If you take a head of romaine lettuce and eat all but the bottom 25mm/1inch, then place the cut-off stem in a bowl of water and leave it in the sun, something surprising happens. The lettuce slowly regrows. Give it a few nutrients and pay close attention to optimum growing conditions, and it regrows rather well.
This phenomenon caught the attention of [Evandromiami], who developed a home-made deep water culture hydroponic system to optimise his lettuce yield. The lettuce grows atop a plastic bucket of water under full spectrum grow lights, while an Intel Curie based Arduino 101 monitors and regulates light levels, humidity, temperature, water level, and pH. The system communicates with him via Bluetooth to allow him to tweak settings as well as to give him the data he needs should any intervention be required. All the electronics are neatly contained inside a mains power strip, and the entire hydroponic lettuce farm lives inside a closet.

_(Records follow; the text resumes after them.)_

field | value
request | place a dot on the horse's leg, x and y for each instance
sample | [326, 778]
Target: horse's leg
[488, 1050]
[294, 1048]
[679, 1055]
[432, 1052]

He does admit that he’s still refining the system to the point at which it delivers significant yields of edible lettuce, but it shows promise and he’s also experimenting with tomatoes.
Our community have a continuing fascination with hydroponic culture judging by the number of projects we’ve seen over the years. This isn’t the first salad system, and we’ve followed urban farming before, but it’s winter strawberries that really catch the attention.